Les agents peuvent parfois intervenir à plusieurs occasions auprès de la même personne. «On a mis en place une agente aux relations communautaires et l’un de ses mandats sera de travailler tout le volet santé mentale, explique M. Bourgeois. On a déjà de très bons liens avec les experts en santé mentale et on voudrait aller encore plus loin.»

Au chapitre routier, les collisions ont chuté, passant de 353 en 2019 à 279 en 2020, ce qui représente une diminution de 21 %.

Moins de collisions routières

Au chapitre routier, 29 personnes ont été arrêtées avec les capacités affaiblies par l’alcool ou la drogue en 2020, soit 17 personnes de moins que l’année précédente, un écart de 37 %.

Les collisions ont aussi chuté, passant de 353 en 2019 à 279 en 2020, ce qui représente une diminution de 21 %. Les policiers sont intervenus sur 37 accidents avec blessés au cours de la dernière année, une baisse de 24,5 % par rapport à 2019.

Les contraventions ont chuté de près de 30 % alors que les policiers en ont donné 2316 en 2020 comparativement à 3300 en 2019. Les statistiques excluent ceux donnés en lien avec les règles sanitaires.

Comme partout ailleurs au Québec, le confinement, le télétravail et les diverses mesures sanitaires mises en place dans le cadre de la lutte au COVID-19 ont fait fondre les crimes et les collisions routières. Le chef de police a toutefois souligné que la participation des citoyens et le travail des policiers y ont également contribué.

«On ne fait pas assez la promotion du travail des policiers. Ce n’est pas un job de tout repos. Quand les gens font appel à la police, ce n’est pas nécessairement dans les situations les plus joviales. On leur en demande beaucoup. Il faut souligner leur travail dans l’atteinte des résultats à Bromont comme partout ailleurs au Québec», dit-il.

Une année chargée 

L’année 2020 a été marquée par la planification des travaux d’aménagement du futur poste de police. Leur déménagement dans leurs nouveaux locaux situés dans le secteur industriel devrait avoir lieu en juillet prochain.

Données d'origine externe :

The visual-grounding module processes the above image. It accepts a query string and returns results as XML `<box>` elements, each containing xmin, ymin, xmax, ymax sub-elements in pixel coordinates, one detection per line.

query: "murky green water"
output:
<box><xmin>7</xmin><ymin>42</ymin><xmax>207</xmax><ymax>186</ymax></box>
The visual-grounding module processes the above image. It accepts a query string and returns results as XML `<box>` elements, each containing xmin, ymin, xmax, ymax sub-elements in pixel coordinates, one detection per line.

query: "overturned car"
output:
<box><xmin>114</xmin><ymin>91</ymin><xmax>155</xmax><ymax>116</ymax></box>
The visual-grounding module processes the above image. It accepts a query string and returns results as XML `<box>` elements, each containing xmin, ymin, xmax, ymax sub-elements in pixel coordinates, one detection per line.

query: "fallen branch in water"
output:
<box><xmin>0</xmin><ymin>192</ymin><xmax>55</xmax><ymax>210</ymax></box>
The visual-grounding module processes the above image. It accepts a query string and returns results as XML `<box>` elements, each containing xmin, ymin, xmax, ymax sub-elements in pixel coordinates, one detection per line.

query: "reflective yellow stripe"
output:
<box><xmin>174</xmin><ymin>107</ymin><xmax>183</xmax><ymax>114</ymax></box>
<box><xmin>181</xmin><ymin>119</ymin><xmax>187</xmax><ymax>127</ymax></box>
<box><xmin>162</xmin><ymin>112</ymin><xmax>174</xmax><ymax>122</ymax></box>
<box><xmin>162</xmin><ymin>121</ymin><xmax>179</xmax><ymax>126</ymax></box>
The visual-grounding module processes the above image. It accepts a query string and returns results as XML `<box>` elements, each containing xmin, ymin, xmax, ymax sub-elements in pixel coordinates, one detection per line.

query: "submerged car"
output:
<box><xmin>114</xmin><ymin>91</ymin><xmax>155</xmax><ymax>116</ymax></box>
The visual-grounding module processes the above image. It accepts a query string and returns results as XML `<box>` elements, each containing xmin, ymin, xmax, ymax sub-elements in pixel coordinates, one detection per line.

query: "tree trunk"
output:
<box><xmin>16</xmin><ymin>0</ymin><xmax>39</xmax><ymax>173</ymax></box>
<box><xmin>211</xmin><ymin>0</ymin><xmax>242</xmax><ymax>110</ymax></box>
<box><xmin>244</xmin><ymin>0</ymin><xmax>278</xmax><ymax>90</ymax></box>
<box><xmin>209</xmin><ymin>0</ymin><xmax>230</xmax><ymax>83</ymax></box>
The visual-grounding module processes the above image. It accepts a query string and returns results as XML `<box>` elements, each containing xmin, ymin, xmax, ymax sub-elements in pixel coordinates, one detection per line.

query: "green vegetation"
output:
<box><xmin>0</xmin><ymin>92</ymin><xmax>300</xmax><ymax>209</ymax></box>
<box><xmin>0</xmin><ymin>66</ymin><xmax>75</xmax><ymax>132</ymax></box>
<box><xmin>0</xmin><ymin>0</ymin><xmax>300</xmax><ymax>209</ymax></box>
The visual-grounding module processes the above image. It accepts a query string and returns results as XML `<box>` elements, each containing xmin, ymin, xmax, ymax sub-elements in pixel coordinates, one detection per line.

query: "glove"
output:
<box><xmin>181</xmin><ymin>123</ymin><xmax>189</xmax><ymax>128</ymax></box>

«Nos policiers ne seront pas moins présents. Ils doivent être sur le terrain. Si quelqu’un a besoin de rencontrer un policier, il peut aller au poste. Sinon, on va se déplacer partout sur le territoire», assure le chef de police à la suite d’inquiétudes manifestées par des citoyens quant au nouvel emplacement de leur quartier général.

Après quelques années d’absence au sein de l’Escouade régionale mixte Estrie, dont le mandat est la lutte au crime organisé, 2021 marquera le retour d’un policier au sein de cette unité spéciale.

Le 10e anniversaire du décès du policier Vincent Roy ne passera pas sous silence et sera commémoré. Des démarches ont été entreprises afin de lancer une opération d’envergure à l’échelle provinciale afin que personne ne l’oublie jamais, insiste le chef de police, rappelant au passage que l’application du corridor de sécurité a été mise en place à la suite de la tragédie.

Le service de police suit également de près les travaux du Livre vert concernant la réalité policière du ministère de la Sécurité publique. Bromont a d’ailleurs manifesté à maintes reprises son désir de desservir la ville voisine, Lac-Brome, qui elle veut se départir des services actuellement dispensés par la Sûreté du Québec.

Et finalement, le service de police déploiera davantage son projet de prévention lancé en 2020 avec le recouvrement de bac de recyclage de photos d’enfants pour inviter les automobilistes à lever le pied dans les quartiers résidentiels. «On relance ce projet-là pour aller toucher une plus grande partie de la population», précise M. Bourgeois.